We know as adults we need these voices in our lives, but there’s someone who needs them even more: your child.

Wait a minute, your child has you, right? You’re the awesome parent who loves them more than anyone else in the world.

Exactly. You see your child through parent eyes, filled with hope and an achingly deep love that wants them to always try their best, always step into that next opportunity, always get that A, because you know they can do it. You were there the moment they made their grand entrance. You’re the one with the naked baby butt stories they beg you not to tell.

No way can an outside voice ever take your place, but they can fill a different seat at the table that you can’t.

Let’s face it. Somewhere between Lululemon and man buns, you’ve lost your coolness (okay, you haven’t lost it, you just can’t find it at the moment). You’re still essential, but now, there’s more your child needs. They need an additional, I-know-what-you’re-feeling voice. Here’s why:

They need a listening ear that’s not you, because sometimes it’s about you. Geesh, I don’t want my child talking to someone else about me! Actually, you do. Remember that time you made your daughter march back to her room (okay, she stomped) because the shorts she had on didn’t cover the essentials? She felt like you had ruined her life. When she talks to her friends about it, they’re on her side, which isn’t always helpful. When she talks to another wise adult she trusts, they can help with the why behind the what and help her see you’re on her side too. Which is incredibly helpful.

They need someone to sit with them at ground zero. As parents, we want to get them past what hurts and help lift their eyes to tomorrow. But when something hurts, it hurts today. Your child needs someone to talk to that remembers what it feels like to sit at the lunch table alone, left out of the Friday night party, or dumped by their best friend. As parents, it’s tempting to talk them out of feeling sad. It’s okay, there are lots of other parties. But often, they are not ready for this conversation yet. This is where an outside person can “sit in it” with them and help them process their feelings, giving them time for perspective to seep in.
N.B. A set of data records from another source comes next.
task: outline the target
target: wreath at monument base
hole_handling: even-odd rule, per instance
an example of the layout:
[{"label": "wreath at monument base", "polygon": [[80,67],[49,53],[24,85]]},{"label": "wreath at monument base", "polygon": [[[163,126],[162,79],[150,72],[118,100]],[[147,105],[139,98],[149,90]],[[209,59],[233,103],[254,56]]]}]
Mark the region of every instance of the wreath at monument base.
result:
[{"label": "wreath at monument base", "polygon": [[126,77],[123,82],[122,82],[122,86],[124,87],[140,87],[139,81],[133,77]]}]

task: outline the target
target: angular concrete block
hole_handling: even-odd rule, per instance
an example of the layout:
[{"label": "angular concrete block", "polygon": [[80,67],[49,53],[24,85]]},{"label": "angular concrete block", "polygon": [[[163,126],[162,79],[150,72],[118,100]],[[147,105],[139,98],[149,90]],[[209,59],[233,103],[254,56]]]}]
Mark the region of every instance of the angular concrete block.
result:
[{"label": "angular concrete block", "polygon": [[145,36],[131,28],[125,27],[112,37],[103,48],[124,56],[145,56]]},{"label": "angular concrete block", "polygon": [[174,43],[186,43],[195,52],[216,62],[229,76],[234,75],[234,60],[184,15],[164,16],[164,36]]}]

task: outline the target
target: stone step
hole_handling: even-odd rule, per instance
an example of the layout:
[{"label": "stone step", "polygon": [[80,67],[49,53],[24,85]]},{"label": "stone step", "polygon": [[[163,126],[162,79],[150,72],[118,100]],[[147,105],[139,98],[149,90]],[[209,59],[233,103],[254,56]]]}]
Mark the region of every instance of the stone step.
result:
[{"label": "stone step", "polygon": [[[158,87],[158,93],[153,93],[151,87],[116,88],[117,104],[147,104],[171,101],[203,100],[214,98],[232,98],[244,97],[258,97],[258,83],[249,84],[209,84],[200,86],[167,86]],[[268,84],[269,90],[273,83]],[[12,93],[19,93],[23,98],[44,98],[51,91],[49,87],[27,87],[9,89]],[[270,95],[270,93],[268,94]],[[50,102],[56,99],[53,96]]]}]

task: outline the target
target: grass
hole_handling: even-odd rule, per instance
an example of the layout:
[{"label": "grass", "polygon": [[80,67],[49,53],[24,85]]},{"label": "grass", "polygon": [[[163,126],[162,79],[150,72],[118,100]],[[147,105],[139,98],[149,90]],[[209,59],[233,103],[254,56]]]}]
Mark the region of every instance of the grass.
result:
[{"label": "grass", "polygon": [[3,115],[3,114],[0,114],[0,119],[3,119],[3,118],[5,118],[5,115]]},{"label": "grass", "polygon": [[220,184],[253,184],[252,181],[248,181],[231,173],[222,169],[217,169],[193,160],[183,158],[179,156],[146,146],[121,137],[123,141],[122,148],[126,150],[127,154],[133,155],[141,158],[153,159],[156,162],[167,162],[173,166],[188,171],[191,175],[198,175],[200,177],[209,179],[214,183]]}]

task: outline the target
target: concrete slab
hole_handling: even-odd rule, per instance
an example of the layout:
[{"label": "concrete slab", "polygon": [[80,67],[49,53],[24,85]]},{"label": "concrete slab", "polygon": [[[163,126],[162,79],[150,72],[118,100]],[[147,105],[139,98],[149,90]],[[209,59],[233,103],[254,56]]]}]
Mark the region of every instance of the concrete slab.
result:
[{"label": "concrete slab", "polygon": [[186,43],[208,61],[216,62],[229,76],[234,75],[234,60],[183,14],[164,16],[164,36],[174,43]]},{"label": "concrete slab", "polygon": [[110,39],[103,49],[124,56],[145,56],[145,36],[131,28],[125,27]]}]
Some things are too itchy for a parent’s ears. We want our kids to talk to us about the hard stuff. Pornography, sexting, what their best friend got arrested for last night, that decision they made that turned out to be a terrible one. But this is where an outside person can be extremely valuable. They can listen without freaking out, bring some wise words and help your child see why they do need to share it with you. A wise outside voice they trust who also reinforces your family relationship and your family values is like gold, and it keeps your child from feeling isolated with things that feel too big to talk about.

If your child already has someone they can talk to that you trust, like a teacher, coach, small group leader, mentor, let your child know you’re okay with it. Be supportive of their conversations, letting them know they can share what they talk about, but don’t force it. And honor the relationship by allowing time for it.

But what if your child doesn’t have an outside voice?

Ask a leader in your church or at their school if there are any young adults they know well who may already be volunteering and would be willing to mentor or be a big brother or sister. Relationship is key here, so make sure it’s someone your kid can connect with.

If your church has small groups for children and students, encourage your child to join. Remember, that other voice doesn’t always have to be one on one. Sitting in a group of kids the same age with a great leader can be an incredible start.

Wherever you find the other person your child needs, get to know them, invite them to have coffee, and thank them for investing in your child.